The Expression API that underpins LINQ etc is founded on reflection (MemberInfo), not the component-model (PropertyDescriptor etc) - so there is not a huge requirement for ITypedList. Instead, the contents are inferred from the T in IQueryable<T>, IEnumerable<T> and IList<T> etc.
The closest you might get is IListSource, but that will still just be a shallow wrapper around a proper typed list.
If performance of runtime binding (to PropertyDescriptor) is key, you might want to look at HyperDescriptor - which uses Reflection.Emit and TypeDescriptionProvider to wrap the component-model.
Re the "why" etc; note that in almost all cases with LINQ-to-SQL and EF the Expression (or the "create and set members" part) is going to be compiled to a delegate before it is invoked - so at runtime there is no huge reflection cost. And likewise, with LINQ-to-Objects everything is already compiled (by the C# compiler).

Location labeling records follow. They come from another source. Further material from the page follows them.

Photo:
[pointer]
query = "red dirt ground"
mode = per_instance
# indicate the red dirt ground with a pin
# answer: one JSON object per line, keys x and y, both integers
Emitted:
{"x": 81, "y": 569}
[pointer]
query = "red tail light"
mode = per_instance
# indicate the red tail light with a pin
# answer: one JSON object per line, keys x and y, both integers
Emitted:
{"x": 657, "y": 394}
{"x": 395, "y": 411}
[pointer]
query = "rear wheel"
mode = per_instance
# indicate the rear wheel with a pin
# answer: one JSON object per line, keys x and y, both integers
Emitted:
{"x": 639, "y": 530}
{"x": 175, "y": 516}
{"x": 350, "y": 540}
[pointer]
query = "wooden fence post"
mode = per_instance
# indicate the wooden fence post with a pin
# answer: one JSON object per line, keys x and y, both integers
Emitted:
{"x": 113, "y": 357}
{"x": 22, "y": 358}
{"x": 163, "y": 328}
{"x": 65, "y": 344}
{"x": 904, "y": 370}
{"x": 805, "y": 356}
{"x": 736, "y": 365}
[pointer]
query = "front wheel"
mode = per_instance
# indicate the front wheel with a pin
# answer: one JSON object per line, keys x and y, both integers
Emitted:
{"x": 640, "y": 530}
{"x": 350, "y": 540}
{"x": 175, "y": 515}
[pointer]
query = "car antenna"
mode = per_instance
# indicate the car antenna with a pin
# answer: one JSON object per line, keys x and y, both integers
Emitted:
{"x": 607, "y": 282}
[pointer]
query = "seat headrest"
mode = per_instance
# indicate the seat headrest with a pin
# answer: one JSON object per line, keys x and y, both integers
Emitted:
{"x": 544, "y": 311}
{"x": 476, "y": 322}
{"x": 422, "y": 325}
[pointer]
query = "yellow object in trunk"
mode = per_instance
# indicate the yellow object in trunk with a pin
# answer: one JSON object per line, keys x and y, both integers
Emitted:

In my experience with LINQ to SQL, I have concluded for a few reasons that LINQ is using reflection to set and get field values in entity class instances. I don't know if I can remember all the reasons, but here's what I can tell you.
If I recall correctly, LINQ does not call any property procedures, but directly sets and reads all the private field values directly, which can only be done via reflection, as far as I know.
The names provided by the MetaData (in the attributes on the entity class properties) provide field name information in string form (if the database column and property name are different, for example). You can conclude from this that LINQ must be using reflection to look up the member to access it.
I think it does this to enforce simplicity -- you can rely on the values in the fields in the entity class directly mirroring the database column values, and there's not much overhead in retrieving the object from the database (populating a newly created entity to correspond to values retrieved from the database should not be routed through property procedures). One thing I have done to represent enumerated values retrieved from the database, for example, is to make some of the LINQ-generated properties private and wrap them in a manually coded property in a partial class that reads and writes the LINQ property.
From looking at what MSDN has to say on LINQ to SQL data binding, it does seem to use IListSource or IBindingList.
Btw, LINQ uses Expression Trees, and that is not reflection as much as meta-programming. Performance should be much better than reflection. Charlie Calvert covers this a bit in this article.